Susannah Griffee, USA TODAY Collegiate Correspondent9:58 a.m. EDT May 9, 2013
Would you ever work up to 40 hours a week for free?
That’s what many college students do. It’s called the unpaid internship.
New York University sophomore Christina Isnardi is publicly pushing back against the trend of unpaid internships by petitioning the NYU Wasserman Career Center to remove illegal unpaid internship postings on its job search website, CareerNet.
The idea came about when she and another NYU sophomore, Rachel Whitbeck, were discussing their unpaid internships.
“For me, it was through personal experience,” said Isnardi. “I took two unpaid internships advertised by the school, and both were exploitative on two different extremes. For one of these internships, I was literally performing my boss’ job for him and I was denied pay. For another internship, I found myself only performing menial tasks, such as pressing elevator buttons and going on coffee runs. For both internships, I was treated like an employee and did not receive compensation for my work.”
When Isnardi talked to Whitbeck about her experiences, she found that Whitbeck couldn’t even take those internships, because she couldn’t afford to work for free.
“We realized that the problems we faced could be partially fixed if the current labor laws set out by the U.S. Department of Labor under the Fair Labor Standards Act were enforced, and at least minimum wage was given to interns who were doing the work of employees,” said Isnardi.
The Fair Labor Standards Act sets forth the following six criteria for an unpaid internship to be legal:
1. The internship, even though it includes actual operation of the facilities of the employer, is similar to training which would be given in an educational environment.
2. The internship experience is for the benefit of the intern.
3. The intern does not displace regular employees, but works under close supervision of existing staff.
4. The employer that provides the training derives no immediate advantage from the activities of the intern; and on occasion its operations may actually be impeded.
5. The intern is not necessarily entitled to a job at the conclusion of the internship.
6. The employer and the intern understand that the intern is not entitled to wages for the time spent in the internship.
Although the Wasserman Career Center has been receptive to the petition, Isnardi said the center is hesitant to remove even illegal unpaid internships because it thinks it also will be removing opportunities for some students to break into their professional fields.
However, Isnardi cites a recent study by the National Association of Colleges and Employers that shows that 36% of graduates received at least one job offer, compared with 37% of graduates who were unpaid interns and 60% of graduates who were paid interns. According to this survey, having an unpaid internship increases your likelihood of getting a job by only 1%.
So far, Isnardi has 1,000 signatures on her petition from NYU students.
However, she urges students to take the initiative to help solve the unpaid internship problem.

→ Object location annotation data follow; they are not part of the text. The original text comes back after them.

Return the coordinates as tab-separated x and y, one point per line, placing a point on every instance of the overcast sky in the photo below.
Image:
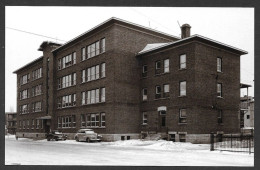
232	26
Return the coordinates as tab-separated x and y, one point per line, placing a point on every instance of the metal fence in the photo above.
232	142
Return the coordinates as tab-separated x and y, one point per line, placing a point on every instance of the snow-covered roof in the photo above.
151	46
115	19
146	50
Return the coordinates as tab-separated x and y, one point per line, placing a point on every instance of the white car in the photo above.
87	135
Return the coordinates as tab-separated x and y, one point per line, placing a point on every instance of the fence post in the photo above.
211	141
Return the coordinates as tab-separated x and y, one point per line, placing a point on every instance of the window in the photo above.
103	94
166	90
32	127
219	64
67	81
166	66
23	124
183	88
24	109
24	94
96	48
144	118
103	119
95	120
219	90
157	67
103	45
67	121
36	90
183	61
24	79
28	124
83	101
83	53
144	71
83	78
157	92
103	70
182	137
36	74
83	120
220	120
67	61
144	94
36	107
67	101
183	116
37	123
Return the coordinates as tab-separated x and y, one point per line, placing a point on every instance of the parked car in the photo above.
87	135
56	135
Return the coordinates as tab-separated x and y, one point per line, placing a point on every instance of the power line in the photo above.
34	34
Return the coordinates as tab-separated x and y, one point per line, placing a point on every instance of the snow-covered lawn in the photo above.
130	153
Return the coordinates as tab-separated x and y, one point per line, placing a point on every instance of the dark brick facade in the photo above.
123	83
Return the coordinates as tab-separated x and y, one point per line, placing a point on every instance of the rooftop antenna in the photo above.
179	26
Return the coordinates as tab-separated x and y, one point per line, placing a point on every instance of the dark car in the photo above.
87	135
56	135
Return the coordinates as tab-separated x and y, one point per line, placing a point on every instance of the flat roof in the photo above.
28	64
196	36
110	20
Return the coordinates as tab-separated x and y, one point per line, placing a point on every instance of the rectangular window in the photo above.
103	70
83	94
183	88
157	67
67	81
97	71
103	94
144	71
183	61
97	95
220	120
166	66
183	116
144	94
83	120
32	127
83	76
157	92
219	90
83	53
103	45
219	64
145	118
182	137
166	90
103	119
37	123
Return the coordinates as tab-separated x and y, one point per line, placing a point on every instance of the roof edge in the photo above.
28	64
194	36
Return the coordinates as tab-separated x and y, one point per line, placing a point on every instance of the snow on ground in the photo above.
130	152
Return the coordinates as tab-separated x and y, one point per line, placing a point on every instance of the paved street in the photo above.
136	152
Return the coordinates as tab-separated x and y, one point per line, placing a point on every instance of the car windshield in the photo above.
57	133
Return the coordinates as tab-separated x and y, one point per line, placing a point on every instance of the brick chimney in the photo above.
185	30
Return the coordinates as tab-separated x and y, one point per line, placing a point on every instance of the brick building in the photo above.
126	81
10	122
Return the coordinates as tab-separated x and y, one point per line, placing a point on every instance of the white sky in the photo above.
232	26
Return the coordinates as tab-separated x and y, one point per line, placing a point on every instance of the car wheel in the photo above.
88	140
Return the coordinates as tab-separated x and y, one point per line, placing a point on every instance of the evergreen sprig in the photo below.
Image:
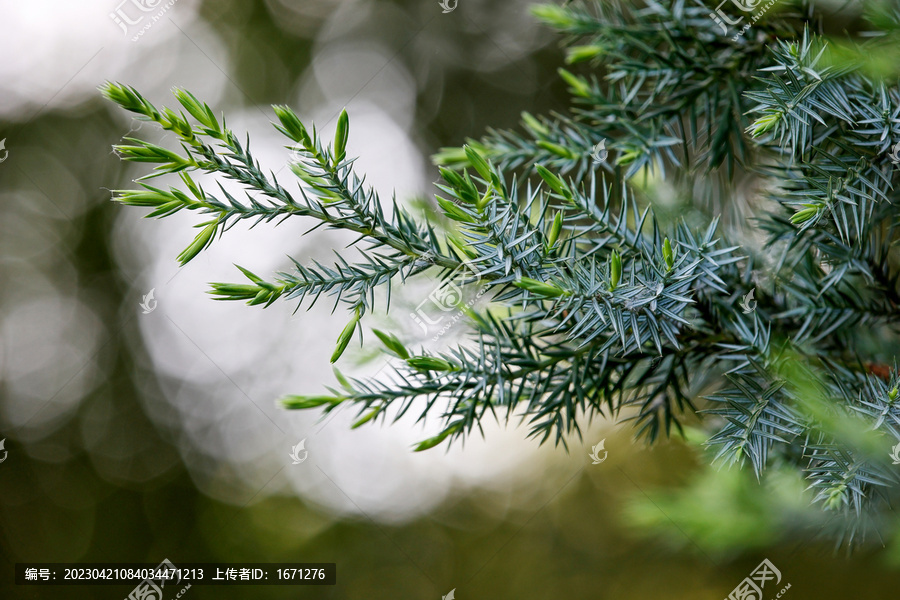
777	331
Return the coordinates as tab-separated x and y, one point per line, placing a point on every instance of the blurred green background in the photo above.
137	437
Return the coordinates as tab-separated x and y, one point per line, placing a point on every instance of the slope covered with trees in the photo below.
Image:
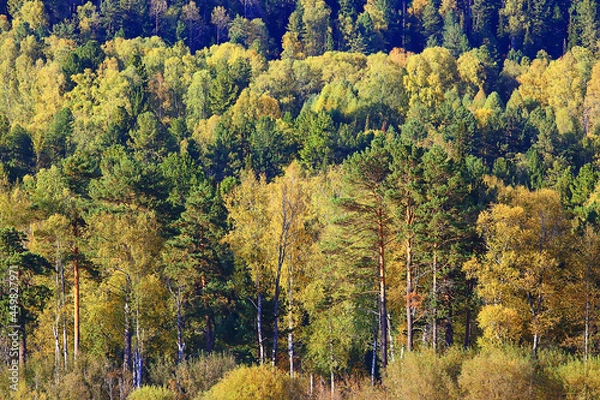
327	187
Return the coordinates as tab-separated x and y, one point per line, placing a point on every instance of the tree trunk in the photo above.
586	349
468	318
180	341
261	342
76	292
374	360
280	258
382	295
434	311
409	295
56	327
208	329
290	323
63	303
127	334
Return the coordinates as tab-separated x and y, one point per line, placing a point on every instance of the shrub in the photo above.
151	393
423	375
258	382
580	380
496	374
194	375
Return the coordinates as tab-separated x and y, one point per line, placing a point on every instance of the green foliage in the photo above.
497	374
424	375
193	376
580	378
151	393
259	382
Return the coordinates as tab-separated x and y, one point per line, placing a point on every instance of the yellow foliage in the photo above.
591	106
251	383
430	75
418	6
400	56
533	81
471	71
497	375
500	325
33	13
204	131
230	53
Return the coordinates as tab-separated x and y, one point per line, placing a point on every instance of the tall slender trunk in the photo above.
180	340
261	341
291	321
382	295
374	359
127	335
434	311
56	326
138	360
76	292
22	346
587	314
63	304
468	318
280	258
208	329
331	358
409	295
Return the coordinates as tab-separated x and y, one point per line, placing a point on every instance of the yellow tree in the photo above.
430	75
591	104
247	206
126	245
519	275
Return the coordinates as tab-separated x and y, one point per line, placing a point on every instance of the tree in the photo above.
221	20
519	275
369	176
22	298
157	10
247	207
315	17
430	75
195	266
454	38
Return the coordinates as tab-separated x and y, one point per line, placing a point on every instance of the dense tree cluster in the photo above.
324	187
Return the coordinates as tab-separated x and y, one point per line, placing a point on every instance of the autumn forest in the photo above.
299	199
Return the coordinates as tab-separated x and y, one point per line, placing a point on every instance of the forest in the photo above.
305	199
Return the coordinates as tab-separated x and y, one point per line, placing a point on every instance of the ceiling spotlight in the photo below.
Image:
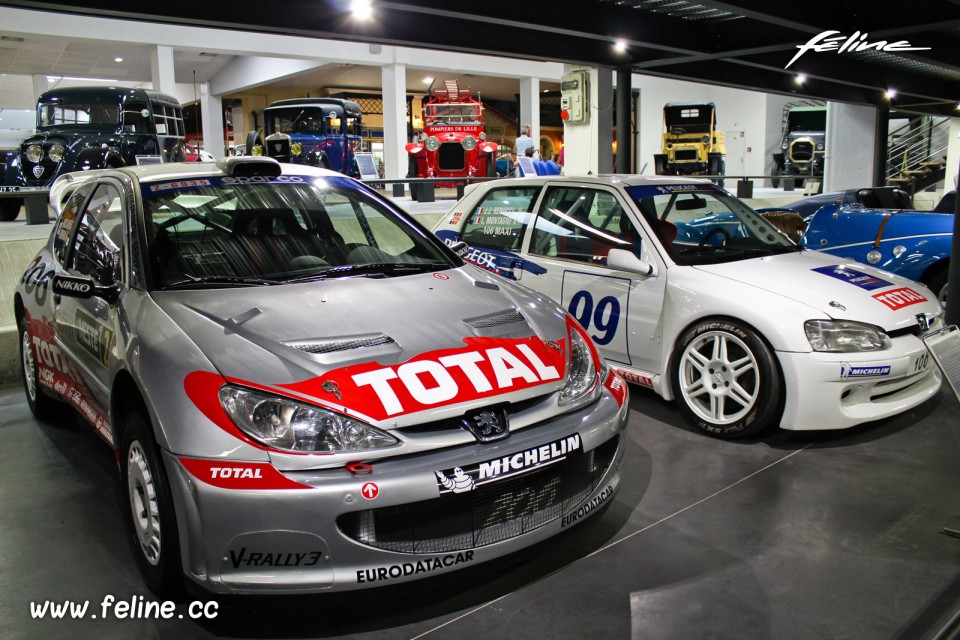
362	10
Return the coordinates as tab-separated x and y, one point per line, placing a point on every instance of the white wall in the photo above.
738	111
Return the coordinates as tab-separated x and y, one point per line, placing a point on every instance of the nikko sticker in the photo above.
854	277
468	477
899	298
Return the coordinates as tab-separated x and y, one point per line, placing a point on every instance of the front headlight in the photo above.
583	374
844	336
281	423
34	153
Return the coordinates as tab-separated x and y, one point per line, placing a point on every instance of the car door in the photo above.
86	328
575	227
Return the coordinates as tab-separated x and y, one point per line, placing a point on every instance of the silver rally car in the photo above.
306	390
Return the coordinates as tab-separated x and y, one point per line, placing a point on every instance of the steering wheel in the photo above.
714	231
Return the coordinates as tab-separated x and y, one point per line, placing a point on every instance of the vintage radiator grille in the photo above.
491	513
450	156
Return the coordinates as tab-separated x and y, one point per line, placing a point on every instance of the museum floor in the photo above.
795	535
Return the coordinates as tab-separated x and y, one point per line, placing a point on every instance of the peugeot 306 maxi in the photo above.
688	291
306	390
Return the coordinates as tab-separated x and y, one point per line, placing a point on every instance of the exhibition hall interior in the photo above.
365	319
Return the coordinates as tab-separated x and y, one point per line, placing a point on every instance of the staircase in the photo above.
917	153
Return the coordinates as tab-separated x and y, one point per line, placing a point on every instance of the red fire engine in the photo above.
453	143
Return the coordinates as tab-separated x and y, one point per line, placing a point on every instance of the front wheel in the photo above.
148	508
727	380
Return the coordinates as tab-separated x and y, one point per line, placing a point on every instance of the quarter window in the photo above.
500	219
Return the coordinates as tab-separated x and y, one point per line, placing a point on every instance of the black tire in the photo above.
759	403
151	523
10	209
42	406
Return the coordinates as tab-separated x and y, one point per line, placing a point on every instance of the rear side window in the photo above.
500	219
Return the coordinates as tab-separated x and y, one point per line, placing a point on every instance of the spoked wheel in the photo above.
727	380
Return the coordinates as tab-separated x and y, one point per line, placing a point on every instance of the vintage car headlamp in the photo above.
845	336
288	425
34	153
56	153
583	375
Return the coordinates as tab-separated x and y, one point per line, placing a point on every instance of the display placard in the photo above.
944	345
367	166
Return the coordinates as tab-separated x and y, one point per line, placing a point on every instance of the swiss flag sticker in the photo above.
899	298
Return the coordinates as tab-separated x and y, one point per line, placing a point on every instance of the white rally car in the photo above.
688	291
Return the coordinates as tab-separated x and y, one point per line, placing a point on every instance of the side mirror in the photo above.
627	261
83	287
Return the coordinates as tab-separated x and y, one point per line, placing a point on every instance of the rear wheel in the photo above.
726	379
148	508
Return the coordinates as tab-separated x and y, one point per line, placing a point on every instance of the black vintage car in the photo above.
83	128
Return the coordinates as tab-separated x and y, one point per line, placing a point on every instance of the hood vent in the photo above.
346	343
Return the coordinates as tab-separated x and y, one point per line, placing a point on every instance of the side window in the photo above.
67	222
581	224
500	219
99	244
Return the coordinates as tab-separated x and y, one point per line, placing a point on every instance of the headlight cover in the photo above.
288	425
845	336
583	369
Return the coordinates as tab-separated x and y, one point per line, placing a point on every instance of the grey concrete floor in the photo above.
794	535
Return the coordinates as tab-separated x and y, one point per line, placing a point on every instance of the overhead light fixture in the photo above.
362	10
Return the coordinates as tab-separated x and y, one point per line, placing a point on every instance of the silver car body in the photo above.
409	354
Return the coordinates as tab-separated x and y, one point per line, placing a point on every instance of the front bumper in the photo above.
840	390
342	531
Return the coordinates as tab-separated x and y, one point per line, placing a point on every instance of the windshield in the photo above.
87	114
216	232
711	226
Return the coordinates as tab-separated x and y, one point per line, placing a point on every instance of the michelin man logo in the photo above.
459	483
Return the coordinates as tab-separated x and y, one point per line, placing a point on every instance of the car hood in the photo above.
380	348
836	287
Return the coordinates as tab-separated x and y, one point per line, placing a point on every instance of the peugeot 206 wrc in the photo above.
306	390
690	292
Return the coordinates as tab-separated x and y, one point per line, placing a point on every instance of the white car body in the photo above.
639	315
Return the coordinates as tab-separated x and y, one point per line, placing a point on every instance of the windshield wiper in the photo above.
237	281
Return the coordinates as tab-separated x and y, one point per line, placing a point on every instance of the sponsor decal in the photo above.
587	507
179	184
899	298
370	490
854	277
616	386
835	41
404	569
467	477
245	558
485	367
635	378
239	475
848	371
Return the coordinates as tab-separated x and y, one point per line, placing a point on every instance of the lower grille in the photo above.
491	513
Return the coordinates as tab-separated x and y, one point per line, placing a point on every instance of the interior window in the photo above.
500	219
581	224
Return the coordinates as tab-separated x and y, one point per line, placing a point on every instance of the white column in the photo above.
580	140
394	79
849	146
211	121
161	68
530	107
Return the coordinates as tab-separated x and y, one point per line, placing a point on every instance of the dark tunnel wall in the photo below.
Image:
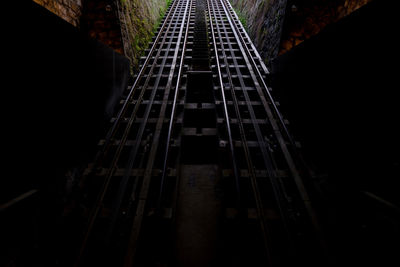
339	90
59	90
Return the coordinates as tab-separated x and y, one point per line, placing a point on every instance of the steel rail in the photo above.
132	158
226	115
111	133
262	144
172	118
259	205
105	185
288	157
137	221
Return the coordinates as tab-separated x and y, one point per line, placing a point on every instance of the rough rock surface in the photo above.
69	10
264	19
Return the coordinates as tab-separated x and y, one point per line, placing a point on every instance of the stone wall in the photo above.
69	10
100	21
264	19
307	18
139	20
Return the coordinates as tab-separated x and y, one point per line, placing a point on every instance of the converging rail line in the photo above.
199	167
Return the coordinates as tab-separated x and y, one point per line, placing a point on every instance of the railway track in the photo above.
198	167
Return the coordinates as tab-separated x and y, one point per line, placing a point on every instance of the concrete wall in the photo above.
339	91
61	88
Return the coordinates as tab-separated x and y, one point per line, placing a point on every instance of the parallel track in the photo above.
132	187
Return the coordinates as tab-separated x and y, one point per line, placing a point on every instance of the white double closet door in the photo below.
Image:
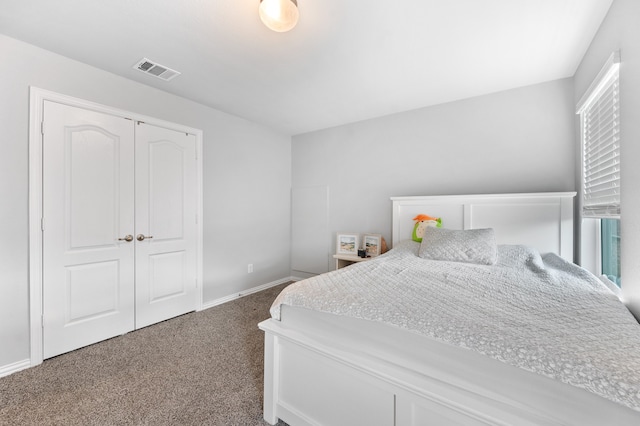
119	226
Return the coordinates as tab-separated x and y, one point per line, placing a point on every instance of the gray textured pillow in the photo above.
469	246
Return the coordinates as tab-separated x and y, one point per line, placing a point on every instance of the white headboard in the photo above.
541	220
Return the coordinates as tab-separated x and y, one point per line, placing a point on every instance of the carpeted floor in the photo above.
203	368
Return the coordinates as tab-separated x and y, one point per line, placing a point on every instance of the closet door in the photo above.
88	214
166	230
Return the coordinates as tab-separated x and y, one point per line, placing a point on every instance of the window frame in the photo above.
592	249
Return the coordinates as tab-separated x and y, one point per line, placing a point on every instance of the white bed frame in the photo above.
322	369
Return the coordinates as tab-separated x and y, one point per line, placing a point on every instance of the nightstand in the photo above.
343	260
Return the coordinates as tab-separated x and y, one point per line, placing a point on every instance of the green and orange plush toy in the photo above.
422	222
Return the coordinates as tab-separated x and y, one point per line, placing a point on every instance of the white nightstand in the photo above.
343	260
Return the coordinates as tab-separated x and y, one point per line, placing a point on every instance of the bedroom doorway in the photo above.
119	233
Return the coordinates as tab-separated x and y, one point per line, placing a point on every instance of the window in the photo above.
599	111
610	248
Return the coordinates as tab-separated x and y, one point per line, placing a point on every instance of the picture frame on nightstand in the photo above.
347	243
372	243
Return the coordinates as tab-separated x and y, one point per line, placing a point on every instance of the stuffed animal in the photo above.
422	221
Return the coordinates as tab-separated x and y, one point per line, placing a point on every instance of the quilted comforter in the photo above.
537	312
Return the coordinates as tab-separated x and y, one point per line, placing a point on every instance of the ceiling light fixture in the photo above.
279	15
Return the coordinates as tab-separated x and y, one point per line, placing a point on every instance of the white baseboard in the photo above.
8	369
5	370
234	296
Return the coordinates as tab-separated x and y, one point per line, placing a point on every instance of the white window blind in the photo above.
599	112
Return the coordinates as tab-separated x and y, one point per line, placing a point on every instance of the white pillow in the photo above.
469	246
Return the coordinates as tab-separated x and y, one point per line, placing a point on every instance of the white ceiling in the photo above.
345	61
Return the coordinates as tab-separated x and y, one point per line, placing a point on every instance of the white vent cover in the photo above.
149	67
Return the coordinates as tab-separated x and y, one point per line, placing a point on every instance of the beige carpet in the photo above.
203	368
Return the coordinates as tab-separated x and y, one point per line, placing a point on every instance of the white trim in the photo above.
5	370
252	290
37	97
612	65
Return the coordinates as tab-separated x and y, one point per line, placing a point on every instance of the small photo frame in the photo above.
372	243
347	243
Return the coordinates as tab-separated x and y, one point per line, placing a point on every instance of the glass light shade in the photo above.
279	15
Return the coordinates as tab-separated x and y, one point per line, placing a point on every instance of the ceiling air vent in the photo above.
148	67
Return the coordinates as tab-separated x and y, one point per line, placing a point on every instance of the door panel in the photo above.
87	205
166	203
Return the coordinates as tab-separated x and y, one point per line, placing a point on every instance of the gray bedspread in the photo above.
539	313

“First, students can fight illegal unpaid internships by simply not taking them. We must become aware of our rights as interns and recognize that we are perpetuating our own exploitation,” said Isnardi. “Another way is through lawsuits. There are millions of unpaid interns who can file lawsuits, and if enough interns seek justice, the system may be brought down. Finally, more pressure needs to be put on local, state, and federal governments to enforce the labor laws that they wrote into law.”